Germ cell cancer (GCC). Two patients developed GCC (3.0%, incidence in male recipients 0.2%, one late‐onset seminoma [pT1R0 (clinical stage [CS] I with negative serum tumor markers), diagnosed at the age of 51], and one malignant trophoblastic teratoma (pT2R0 [CS III with elevation of lactate dehydrogenase]), diagnosed at the age of 26; Table 3). In both cases, induction therapy with ATG was performed, maintaining a combination of AZA/Ster at cancer diagnosis. The clinical appearance was a painless growth of unilateral testis in the first case and vomiting, nausea and dyspnoe in the second case (with a prior history of unilateral maldescensus testis). The seminoma was treated with two courses of carboplatin chemotherapy after orchidectomy without any deterioration of the kidney graft function and showed a progression‐free survival of almost 10 years. The patient with a teratoma had a systemically advanced disease at diagnosis with pulmonary and cerebral metastases and died shortly after orchidectomy.
Discussion
The present retrospective analysis comprises all de novo urological malignancies in RTR diagnosed over a period of 30 years and therefore provides, to our knowledge, the largest data set from a single transplant center assessing this issue. Notably, not only deceased donors, but also living donors and combined transplantations were recorded. The data therefore cover a very long period in the field of renal transplantation, which allowed us to collect and study a greater number of transplanted patients with urological neoplasms for appropriate follow‐up periods, and thereby temporally comprising the transition from older to more recently established immunosuppression regimes.
By now, there is no doubt that RTR bear a strikingly increased mortality risk when compared with the general population.( 8 , 20 ) Malignancies at large thereby represent an increasing cause of mortality, which even begins to overtake cardiovascular disease in some series (for a review see Marcen and references therein).( 21 ) Our registry data underscore this notion, demonstrating a cumulative cancer incidence of over 21%, which is high, also in light of other available data, but naturally depends on the duration of follow up after transplantation.( 20 , 22 , 23 , 24 )
Of special interest, urological tumors in the body accounted for a remarkable proportion of all tumors occurring in RTR at our center, with 15.4% of the tumor entities registered, and ranging statistically in second place behind the known high‐incidence rates for skin cancers. Comparable statistical data have also been reported from other data records, identifying urological tumors as the second or third most common malignancies.( 22 , 23 , 25 , 26 ) Thus, in line with other reports, RTR hold a strikingly increased risk of developing urological neoplasms compared with the general population.( 24 )
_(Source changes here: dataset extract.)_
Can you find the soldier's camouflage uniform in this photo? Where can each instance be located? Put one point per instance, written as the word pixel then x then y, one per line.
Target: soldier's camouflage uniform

The cumulative incidence rates for all urological tumors observed in our transplant collective are in the range of data obtained by others. A more recent investigation reported a 3.1% overall incidence of urological neoplasms, similar to the rates we observed in our study with 3.3%.( 27 ) Of note, analysis of the causes of death within RTR with urogenital tumors in our collective clearly reveals that urological tumors themselves account for the prevailing numbers of deaths, by far more than other non‐urological tumors or cardiovascular deaths.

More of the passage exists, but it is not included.